Posts Tagged ‘Analysights’

“Big Data” Success Starts With Good Data Governance

May 19, 2014

(This post appeared on our successor blog, The Analysights Data Mine, on Friday, May 9, 2014). 

As data continues to proliferate unabated in organizations, coming in faster and from more sources each day, decision makers find themselves perplexed.  Decision makers struggle with several questions: How much data do we have? How fast is it coming in? Where is it coming from? What form does it take? How reliable is it? Is it correct? How long will it be useful?  And this is before they even decide what they can and will do with the data!

Before a company can leverage big data successfully, it must decide upon its objectives and balance that against the data it has, regulations for the use of that data, and the information needs of all its functional areas. And it must assess the risks both to the security of the data and to the company’s viability.  That is, the company must establish effective data governance.

What is Data Governance?

Data governance is a young and still evolving system of practices designed to help organizations ensure that their data is managed properly and in the best interest of the organization and its stakeholders.  Data governance is an organization’s process for handling data by leveraging its data infrastructure, the quality and management of its data, its policies for using its data, its business process needs, and its risk management needs.  An illustration of data governance is shown below:

governance

Why Data Governance?

Data has many uses; comes in many different forms; takes up a lot of space; can be siloed, subject to certain regulations, off-limits to some parties but free and unlimited to others; and must be validated and safeguarded.  But just as much, data governance ensures that the business is using its data toward solving its defined business problems.

The explosion of regulations, such as Sarbanes-Oxley, Basel I, Basel II, Dodd-Frank, HIPAA, and a series of other rules regarding data privacy and security are making the role of data governance all the more important.

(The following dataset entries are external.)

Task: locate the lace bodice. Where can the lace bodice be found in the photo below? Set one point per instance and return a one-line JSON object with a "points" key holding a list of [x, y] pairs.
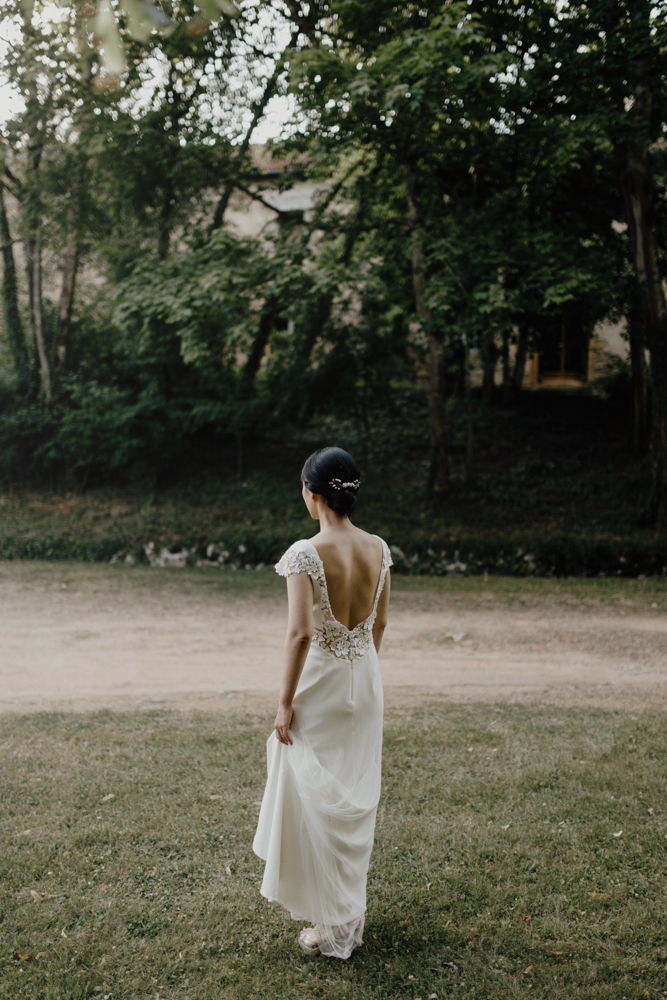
{"points": [[328, 632]]}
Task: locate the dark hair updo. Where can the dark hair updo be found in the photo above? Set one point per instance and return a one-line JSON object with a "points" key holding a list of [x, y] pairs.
{"points": [[333, 474]]}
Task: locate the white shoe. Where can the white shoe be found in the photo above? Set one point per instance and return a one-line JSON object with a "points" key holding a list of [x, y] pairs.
{"points": [[308, 941]]}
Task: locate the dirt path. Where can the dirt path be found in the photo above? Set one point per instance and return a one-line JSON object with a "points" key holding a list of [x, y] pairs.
{"points": [[82, 637]]}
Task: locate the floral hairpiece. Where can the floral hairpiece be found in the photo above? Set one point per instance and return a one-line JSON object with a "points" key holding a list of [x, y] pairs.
{"points": [[339, 485]]}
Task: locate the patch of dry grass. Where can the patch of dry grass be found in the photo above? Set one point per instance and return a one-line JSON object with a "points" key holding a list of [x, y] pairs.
{"points": [[496, 873]]}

Moreover, data comes in many different forms. Companies get sales data from the field, or from a store location; they get information about their employees from job applications. Data of this nature is often structured.  Companies also get data from their web logs, from social media such as Facebook and Twitter; they also get data in the form of images, text, and so forth; these data are unstructured, but must be managed regardless.  Through data governance, the company can decide what data to store and whether it has the infrastructure in place to store it.

The 6 Vs of Big Data

Many people aware of big data are familiar with its proverbial “3 Vs” – Volume, Variety, and Velocity.  But Kevin Normandeau, in a post for Inside Big Data, suggests that three more Vs pose even greater issues: Veracity (cleanliness of the data), Validity (correctness and accuracy of the data), and Volatility (how long the data remains valid and should be stored).  These additional Vs make data governance an even greater necessity.

What Does Effective Data Governance Look Like?

Effective data governance begins with designation of an owner for the governance effort – an individual or team who will be held accountable.

The person or team owning the data governance function must be able to communicate with all department heads to understand the data they have access to, what they use it for, where they store it, and what they need it for.  They must also be adroit in their ability to work with third party vendors and external customers of their data.

The data governance team must understand both internal policies and external regulations governing the use of data and what specific data is subject to specific regulations and/or policies.

The data governance team must also assess the value of the data the company collects; estimate the risks involved if a company makes decisions based on invalid or incomplete data, or if the data infrastructure fails, or is hacked; and design systems to minimize these risks.

The team must then be able to draft, document, implement, and enforce its governance processes once data has been inventoried and matched to its relevant constraints, and the team develops its processes for data collection and storage.  The team must then be able to train employees of the organization in the proper use and collection of the data, so that they know what they can and cannot do.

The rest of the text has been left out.